[Deep Learning] Custom dataset object mydataset | inherit torch.utils.data.Dataset class

Tip: After the article is written, the table of contents can be automatically generated. How to generate it can refer to the help document on the right


foreword

Similar to datasets.ImageFolder, there is also a very common method of customizing datasets in deep learning topics: inheriting the torch.utils.data.Dataset class.
You can refer to my previous blog: [Deep Learning] How to use datasets.ImageFolder

Is the object returned by datasets.ImageFolder the same as the object type generated by a custom dataset (such as MyDataset) that inherits torch.utils.data.Dataset? :
yes. They are all instances of the torch.utils.data.Dataset class, and both implement the __len__ and __getitem__ methods, which can be passed to torch.utils.data.DataLoader for data iteration and batch processing. Although their implementation methods are different, they all conform to the interface specification of torch.utils.data.Dataset, so they can be regarded as objects of the same type.
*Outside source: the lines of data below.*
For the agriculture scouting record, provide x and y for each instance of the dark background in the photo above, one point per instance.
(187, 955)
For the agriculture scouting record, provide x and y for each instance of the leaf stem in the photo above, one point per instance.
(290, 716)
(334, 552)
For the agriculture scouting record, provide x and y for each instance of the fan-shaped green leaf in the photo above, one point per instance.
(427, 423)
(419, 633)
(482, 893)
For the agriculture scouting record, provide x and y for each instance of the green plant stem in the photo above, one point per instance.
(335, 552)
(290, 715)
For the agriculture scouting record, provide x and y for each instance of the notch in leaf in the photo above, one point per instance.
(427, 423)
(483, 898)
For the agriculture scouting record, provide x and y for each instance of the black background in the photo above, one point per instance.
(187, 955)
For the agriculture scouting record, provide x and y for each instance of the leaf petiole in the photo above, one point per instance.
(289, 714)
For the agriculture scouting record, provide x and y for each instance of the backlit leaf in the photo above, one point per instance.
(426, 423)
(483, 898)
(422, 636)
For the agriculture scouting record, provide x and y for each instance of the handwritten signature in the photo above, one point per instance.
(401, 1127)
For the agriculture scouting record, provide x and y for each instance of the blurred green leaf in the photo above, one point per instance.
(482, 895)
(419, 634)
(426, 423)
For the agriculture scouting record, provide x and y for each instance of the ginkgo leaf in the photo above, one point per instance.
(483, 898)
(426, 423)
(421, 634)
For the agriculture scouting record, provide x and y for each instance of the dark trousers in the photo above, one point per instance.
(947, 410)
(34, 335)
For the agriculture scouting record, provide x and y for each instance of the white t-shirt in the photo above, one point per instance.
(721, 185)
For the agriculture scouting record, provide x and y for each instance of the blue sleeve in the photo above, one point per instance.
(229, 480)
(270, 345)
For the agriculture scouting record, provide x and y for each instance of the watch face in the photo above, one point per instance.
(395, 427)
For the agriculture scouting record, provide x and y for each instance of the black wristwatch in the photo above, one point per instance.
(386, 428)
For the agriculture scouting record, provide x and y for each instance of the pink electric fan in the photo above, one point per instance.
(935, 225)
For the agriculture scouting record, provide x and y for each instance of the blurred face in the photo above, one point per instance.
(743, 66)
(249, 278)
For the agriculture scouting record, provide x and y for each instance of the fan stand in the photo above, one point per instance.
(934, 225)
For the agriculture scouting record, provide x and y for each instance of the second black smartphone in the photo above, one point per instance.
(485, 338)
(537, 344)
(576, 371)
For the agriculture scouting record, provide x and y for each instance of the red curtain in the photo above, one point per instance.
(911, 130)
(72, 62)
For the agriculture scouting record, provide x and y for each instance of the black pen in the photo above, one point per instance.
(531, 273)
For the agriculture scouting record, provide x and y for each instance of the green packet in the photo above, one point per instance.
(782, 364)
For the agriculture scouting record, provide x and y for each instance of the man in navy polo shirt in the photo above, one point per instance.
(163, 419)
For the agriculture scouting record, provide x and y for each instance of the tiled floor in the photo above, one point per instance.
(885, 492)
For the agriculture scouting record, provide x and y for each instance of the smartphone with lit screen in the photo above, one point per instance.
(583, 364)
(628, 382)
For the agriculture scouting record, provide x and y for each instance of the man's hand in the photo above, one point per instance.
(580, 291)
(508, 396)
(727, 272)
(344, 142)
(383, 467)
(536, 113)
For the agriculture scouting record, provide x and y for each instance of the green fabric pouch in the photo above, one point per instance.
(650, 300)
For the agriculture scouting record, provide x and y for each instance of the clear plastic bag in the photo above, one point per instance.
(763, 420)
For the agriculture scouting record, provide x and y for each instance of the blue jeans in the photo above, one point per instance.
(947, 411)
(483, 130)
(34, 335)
1. Example of customizing mydataset

For example, I want to read images from a specified folder to generate a dataset:

import os
from PIL import Image
from torch.utils.data import Dataset

class ImageDataset(Dataset):
    def __init__(self, root_dir, transform=None):
        self.root_dir = root_dir
        self.transform = transform
        self.image_filenames = os.listdir(root_dir)
    
    def __len__(self):
        return len(self.image_filenames)
    
    def __getitem__(self, index):
        # 读取图像
        image_path = os.path.join(self.root_dir, self.image_filenames[index])
        image = Image.open(image_path).convert('RGB')
        
        # 对图像进行变换(如果有)
        if self.transform is not None:
            image = self.transform(image)
        
        return image

ImageDataset is the inherited dataset.
The most important parts are these three parts: constructor, two magic methods (len, getitem)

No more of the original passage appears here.